On ne peut qu’être frappé par l’essor économique et universitaire de l’Irlande, sous le thème porteur du « Celtic Tiger » (en irlandais: Tíogar Ceilteach), nom donné à la période de croissance économique rapide qu’a connue cette République depuis le milieu des années ’90. Cette explosion a amené un des pays les plus pauvres d’Europe au meilleur niveau. L’explication de cette réussite n’est pas simple, mais elle repose de toute évidence en bonne partie sur une politique volontariste de soutien à l’économie par des mesures fiscales radicales (un taux de taxation des entreprises descendu jusqu’à 10%, soit 4 à 6 fois inférieur à celui des autres pays européens), un frein sur les dépenses publiques et une solidarité européenne exemplaire allant jusqu’à un transfert financier des pays plus riches comme la France et l’Allemagne. L’effet immédiat fut l’implantation de grandes industries multinationales en Irlande, en particulier dans le domaine des technologies de l’information et de la communication dont elle s’est fait une spécialité. L’éducation anglophone des jeunes favorisait évidemment l’implantation de sociétés américaines préférentiellement à d’autres pays comme le Portugal ou la Grèce. Cet essor a maintenant permis de reprendre très activement des efforts sur les infrastructures. L’explosion du secteur de la construction est manifeste lorsqu’on circule dans Dublin et sa zone économique portuaire.
Après les évènements du 11 septembre 2001, l’effort a connu un déclin temporaire, mais fut rapidement relancé par le « Celtic Tiger 2″.
Mais ce qui est aussi impressionnant, c’est l’investissement consenti durant cette période et encore aujourd’hui au profit de l’Enseignement (du primaire au supérieur) et la Recherche.
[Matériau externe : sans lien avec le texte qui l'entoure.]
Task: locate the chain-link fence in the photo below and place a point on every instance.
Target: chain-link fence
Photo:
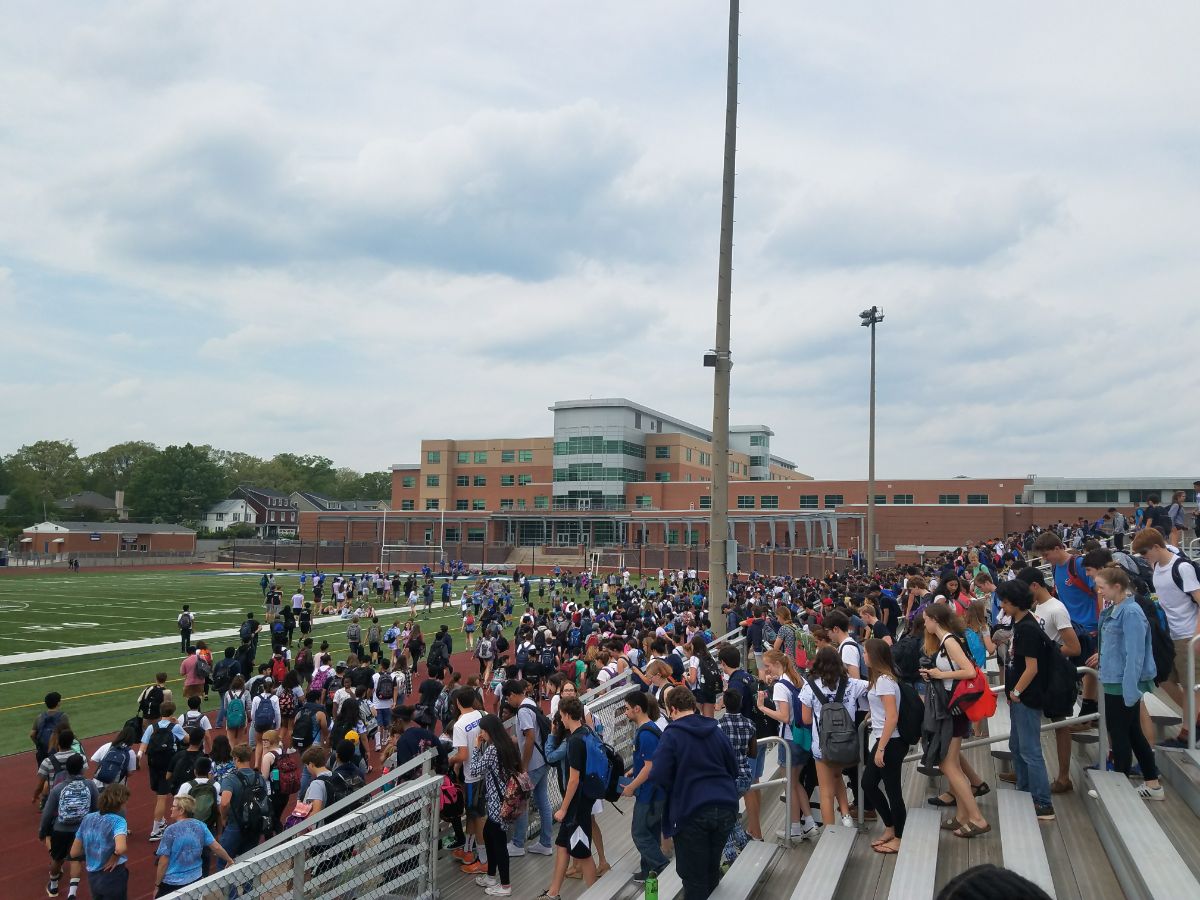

La « Science Foundation Ireland » attire les plus grands laboratoires de recherche privés et, logiquement, un personnel immigrant hautement qualifié. En outre, fortement subsidiée, elle a entrepris de créer de vastes instituts universitaires de recherche regroupant ce qu’il y a de meilleur en Irlande et à l’étranger.

Nos délégations n’ont pas manqué d’être profondément impressionnées par cette détermination. En clôture de la visite, le CEO de la société multinationale belge UCB, implantée à Shannon, a organisé un débat sur cet aspect du « boom » irlandais et lancé un appel immédiatement approuvé et relayé par les recteurs et les chefs d’entreprise présents, visant à la création d’une table ronde permanente au niveau fédéral, sous l’égide du Premier Ministre. Son rôle serait de proposer à nos divers gouvernements des actions concrètes en matière d’enseignement et de formation continue, ainsi que de recherche et de développement. Dans le but de hisser la Belgique au plus haut niveau international dans ces domaines et, par conséquent, sur le plan économique et culturel. Conscients que nous en avons très largement le potentiel, nous avons tous répondu « présent » à cette proposition et on peut espérer que cette volonté commune aura un impact sur l’avenir du pays et aidera à promouvoir un véritable « Belgian Tiger ».